The video was shown in court yesterday as part of Kahton Anderson's ongoing murder trial for the shots he fired at members of a rival gang on a crowded B15 bus in Bedford-Stuyvesant. He missed his intended targets and instead hit Angel Rojas in the back of the head. Rojas was on his way to see his kids during a break between his two jobs.
As the video begins, a woman with two small children can be seen in the right of the frame carefully seating them both in what appears to be the front of the bus. When the shot rings out, she huddles over the kids and presses down, down, until all three of them disappear between the seats.
The Times reported prosecutor Nicole Chavis describing the scene like this:
"A woman seated behind Mr. Rojas saw a hole in his head, then felt her clothes were warm. She realized it was blood and began to scream."
Rojas is obscured in the Daily News's version of the video. The Post, in publishing a screenshot of the video, did not bother to blur out Rojas slumped over in his seat.
Anderson, who is being tried as an adult, grew up in the Sumner Houses in Bed-Stuy. Prosecutors claim he fell into a street crew called the Stack Money Goons, which was feuding with a group out of the Marcy Houses called the Twan Family. Twan Family members shot at Anderson earlier that afternoon, and he retrieved the gun, which prosecutors say he acquired at age 12, from friends he shared it with. The DA's office argued that Anderson went out that afternoon armed because he was looking to shoot his enemies.
Andrerson's Legal Aid attorney, Frederic Pratt, doesn't dispute that his client fired the fatal shot with a .357 Magnum, but says he used the weapon because he was afraid for his life.
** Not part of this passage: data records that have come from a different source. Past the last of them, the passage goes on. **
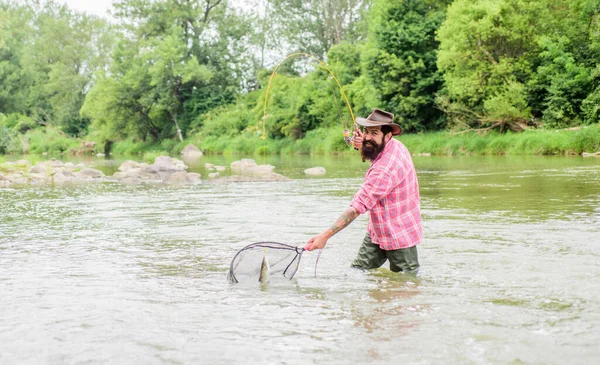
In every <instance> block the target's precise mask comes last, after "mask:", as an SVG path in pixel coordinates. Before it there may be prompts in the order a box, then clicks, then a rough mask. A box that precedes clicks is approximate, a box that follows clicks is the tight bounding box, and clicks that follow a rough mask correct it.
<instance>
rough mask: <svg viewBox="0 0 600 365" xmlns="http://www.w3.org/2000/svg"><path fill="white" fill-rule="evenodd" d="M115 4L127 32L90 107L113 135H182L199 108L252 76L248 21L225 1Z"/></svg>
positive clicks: (136, 2)
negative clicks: (233, 11)
mask: <svg viewBox="0 0 600 365" xmlns="http://www.w3.org/2000/svg"><path fill="white" fill-rule="evenodd" d="M115 9H116V11H115V14H116V16H117V17H118V19H120V21H121V25H122V26H123V28H124V30H125V35H124V36H123V37H122V39H121V40H120V41H119V45H118V47H117V49H116V50H115V53H114V55H113V64H112V66H111V69H110V72H109V73H102V74H99V75H98V82H97V85H96V87H95V89H93V90H92V91H91V93H90V96H89V98H88V99H87V100H86V104H85V105H84V108H83V110H82V114H83V115H85V116H87V117H90V118H92V119H94V121H95V125H96V126H98V128H99V129H102V130H103V131H104V133H103V134H104V136H105V137H106V138H107V139H109V136H111V135H113V136H118V135H121V136H124V135H135V136H138V137H140V138H142V139H144V140H145V139H146V137H147V136H150V137H151V138H152V139H153V140H161V139H164V138H171V137H172V136H174V135H177V136H178V137H179V139H182V137H183V135H185V133H186V132H187V131H188V130H189V128H190V125H191V124H192V122H193V121H194V120H195V119H196V118H198V116H199V115H202V114H204V113H205V112H207V111H209V110H211V109H213V108H215V107H217V106H219V105H223V104H227V103H231V102H232V101H233V100H234V98H235V96H236V95H237V94H238V93H239V91H240V90H241V89H242V88H243V87H244V82H245V81H246V80H247V79H248V78H251V76H249V75H251V74H252V71H251V66H252V61H246V60H244V59H243V58H244V49H245V47H246V46H247V41H246V39H245V37H247V35H246V32H245V29H246V28H245V26H246V25H247V24H246V23H245V22H244V21H243V20H242V19H240V18H239V17H237V16H236V15H235V14H234V13H232V12H230V11H229V10H228V9H227V7H226V4H225V3H224V2H221V1H220V0H212V1H211V0H207V1H191V0H190V1H179V0H163V1H153V2H147V1H141V2H140V1H136V0H122V1H119V2H117V3H116V4H115ZM201 124H202V121H198V122H197V125H201ZM113 138H114V137H113Z"/></svg>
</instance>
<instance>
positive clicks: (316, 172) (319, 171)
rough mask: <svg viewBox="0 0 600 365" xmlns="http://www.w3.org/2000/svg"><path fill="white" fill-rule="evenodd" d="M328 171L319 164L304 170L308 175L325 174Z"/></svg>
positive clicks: (304, 172) (305, 173) (326, 172)
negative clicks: (318, 164)
mask: <svg viewBox="0 0 600 365" xmlns="http://www.w3.org/2000/svg"><path fill="white" fill-rule="evenodd" d="M326 173H327V170H325V168H324V167H321V166H317V167H311V168H310V169H306V170H304V174H305V175H308V176H323V175H325V174H326Z"/></svg>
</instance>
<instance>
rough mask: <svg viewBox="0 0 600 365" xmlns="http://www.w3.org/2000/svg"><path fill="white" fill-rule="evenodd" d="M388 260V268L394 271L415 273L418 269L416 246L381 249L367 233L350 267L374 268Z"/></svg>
mask: <svg viewBox="0 0 600 365" xmlns="http://www.w3.org/2000/svg"><path fill="white" fill-rule="evenodd" d="M386 260H390V270H392V271H394V272H408V273H416V272H417V271H419V256H418V255H417V246H413V247H409V248H401V249H398V250H390V251H386V250H382V249H381V248H379V245H376V244H374V243H373V241H371V236H370V235H369V233H367V234H366V235H365V239H364V240H363V243H362V245H361V246H360V249H359V250H358V255H356V258H355V259H354V261H353V262H352V267H358V268H361V269H376V268H378V267H380V266H381V265H383V264H384V263H385V261H386Z"/></svg>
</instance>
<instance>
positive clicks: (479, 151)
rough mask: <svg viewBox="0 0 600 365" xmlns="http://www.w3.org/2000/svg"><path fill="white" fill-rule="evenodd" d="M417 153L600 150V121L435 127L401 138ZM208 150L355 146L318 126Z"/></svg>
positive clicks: (244, 135)
mask: <svg viewBox="0 0 600 365" xmlns="http://www.w3.org/2000/svg"><path fill="white" fill-rule="evenodd" d="M398 139H399V140H401V141H402V142H403V143H404V144H405V145H406V146H407V147H408V149H409V150H410V151H411V152H412V153H431V154H432V155H581V154H582V153H583V152H596V151H600V125H594V126H589V127H584V128H581V129H579V130H560V131H550V130H531V131H526V132H523V133H504V134H500V133H488V134H487V135H482V134H477V133H463V134H454V133H451V132H432V133H423V134H406V135H402V136H400V137H399V138H398ZM195 142H196V143H195V144H196V145H197V146H199V147H200V149H202V150H203V151H205V152H208V153H226V154H227V153H240V154H294V153H306V154H326V153H334V152H345V151H349V148H348V147H346V145H345V143H344V141H343V137H342V134H341V131H340V130H339V129H319V130H315V131H312V132H310V133H308V134H307V135H306V137H305V138H304V139H302V140H296V141H293V140H289V139H283V140H260V139H258V138H256V137H254V136H251V135H239V136H237V137H233V138H225V137H224V138H216V137H207V138H204V139H198V140H197V141H195Z"/></svg>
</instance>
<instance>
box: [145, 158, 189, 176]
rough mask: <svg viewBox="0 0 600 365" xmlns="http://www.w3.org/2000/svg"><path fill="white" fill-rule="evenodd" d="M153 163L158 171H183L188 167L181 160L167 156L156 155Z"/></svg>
mask: <svg viewBox="0 0 600 365" xmlns="http://www.w3.org/2000/svg"><path fill="white" fill-rule="evenodd" d="M153 165H154V166H155V167H156V168H158V170H159V171H173V172H174V171H184V170H185V169H187V168H188V167H187V166H186V165H185V164H184V163H183V161H181V160H178V159H176V158H172V157H169V156H157V157H156V158H155V159H154V164H153Z"/></svg>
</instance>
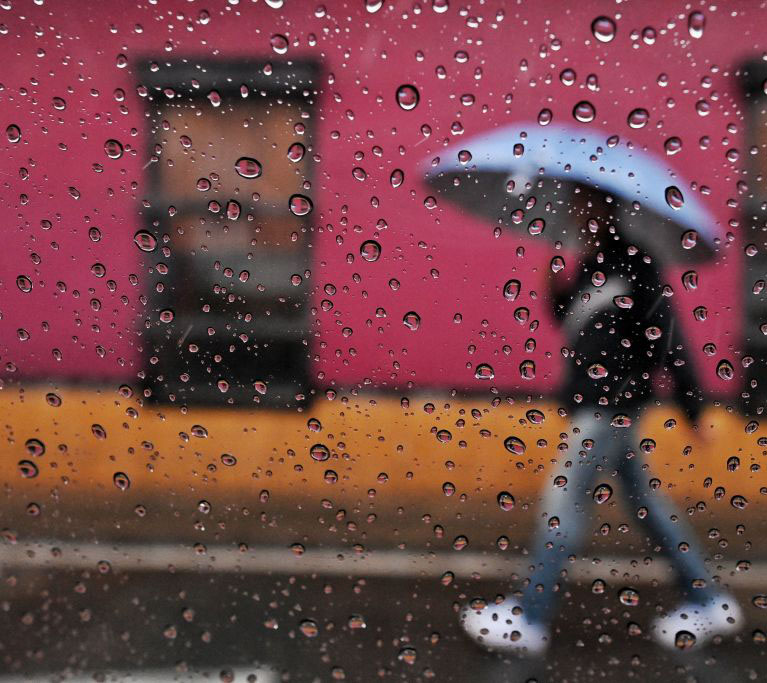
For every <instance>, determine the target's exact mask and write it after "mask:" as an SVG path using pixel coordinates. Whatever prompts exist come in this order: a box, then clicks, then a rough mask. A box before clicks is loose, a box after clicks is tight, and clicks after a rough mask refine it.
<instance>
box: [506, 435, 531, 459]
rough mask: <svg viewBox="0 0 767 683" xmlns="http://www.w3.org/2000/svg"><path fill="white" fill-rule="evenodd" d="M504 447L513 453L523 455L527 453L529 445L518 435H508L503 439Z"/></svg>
mask: <svg viewBox="0 0 767 683" xmlns="http://www.w3.org/2000/svg"><path fill="white" fill-rule="evenodd" d="M503 447H504V448H505V449H506V450H507V451H508V452H509V453H511V454H513V455H517V456H521V455H524V454H525V451H526V450H527V445H526V444H525V442H524V441H522V439H520V438H519V437H518V436H507V437H506V438H505V439H504V440H503Z"/></svg>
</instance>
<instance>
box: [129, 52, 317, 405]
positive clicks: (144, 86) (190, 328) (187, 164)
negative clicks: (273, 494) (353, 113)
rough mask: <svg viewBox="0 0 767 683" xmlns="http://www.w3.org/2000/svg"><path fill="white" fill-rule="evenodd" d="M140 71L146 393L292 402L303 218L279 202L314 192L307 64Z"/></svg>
mask: <svg viewBox="0 0 767 683" xmlns="http://www.w3.org/2000/svg"><path fill="white" fill-rule="evenodd" d="M142 78H143V81H142V85H143V86H144V87H146V88H147V90H148V93H147V96H146V99H147V102H148V110H147V117H148V121H149V137H150V149H149V163H148V173H149V188H150V196H149V197H148V198H147V201H146V202H145V205H144V207H142V208H143V215H144V216H145V220H146V225H145V230H146V231H148V232H149V233H150V235H151V236H152V237H154V239H155V240H156V242H157V244H156V247H154V249H153V250H152V251H151V252H148V253H147V258H146V259H145V265H146V267H147V268H148V269H149V272H150V274H151V275H153V276H154V280H152V282H153V286H152V287H151V289H150V291H149V292H148V293H147V296H148V299H149V300H148V304H147V311H148V313H147V315H146V316H145V320H144V329H143V331H142V334H143V339H144V344H143V349H144V353H145V355H146V357H147V358H148V363H147V365H146V372H145V394H148V395H149V397H150V398H153V399H154V400H158V401H171V402H175V403H180V404H184V405H186V404H194V403H230V404H239V405H244V404H252V403H253V402H259V403H267V404H270V405H282V406H286V405H292V404H295V402H296V401H300V400H302V398H301V397H302V396H304V395H305V394H306V392H307V391H308V385H309V381H308V372H307V361H308V354H309V348H308V337H309V314H308V303H307V301H308V300H307V275H308V273H307V271H309V270H310V263H309V255H308V228H309V220H310V219H311V216H308V215H304V216H301V215H296V213H299V214H300V213H301V212H300V211H298V212H292V211H291V210H290V208H289V206H290V198H291V197H293V196H294V195H297V194H298V195H304V196H306V195H310V194H311V192H310V191H309V190H310V187H311V186H310V183H311V177H310V175H311V173H310V164H311V156H312V154H311V150H312V132H313V131H312V129H313V120H312V118H311V115H310V112H311V108H312V105H313V97H314V83H315V82H316V69H315V67H314V66H313V65H312V64H306V63H300V64H297V63H284V64H264V63H237V64H217V63H207V64H203V65H201V64H199V63H194V64H192V63H188V64H187V63H171V64H160V65H158V64H157V63H150V64H148V65H147V66H146V68H145V70H144V71H143V73H142ZM149 242H150V243H151V242H152V240H151V238H149ZM150 246H152V244H150Z"/></svg>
The Times reports that Anderson's mother sent him upstate in 2013 to live with his grandmother and stay away from the violence, but he returned a few weeks before the shooting in early 2014, when his grandfather died. Pratt described the gang conflict as something Anderson couldn't escape.
"It's literally been going on for generations," Pratt argued. "The young men in this trial were born into that situation."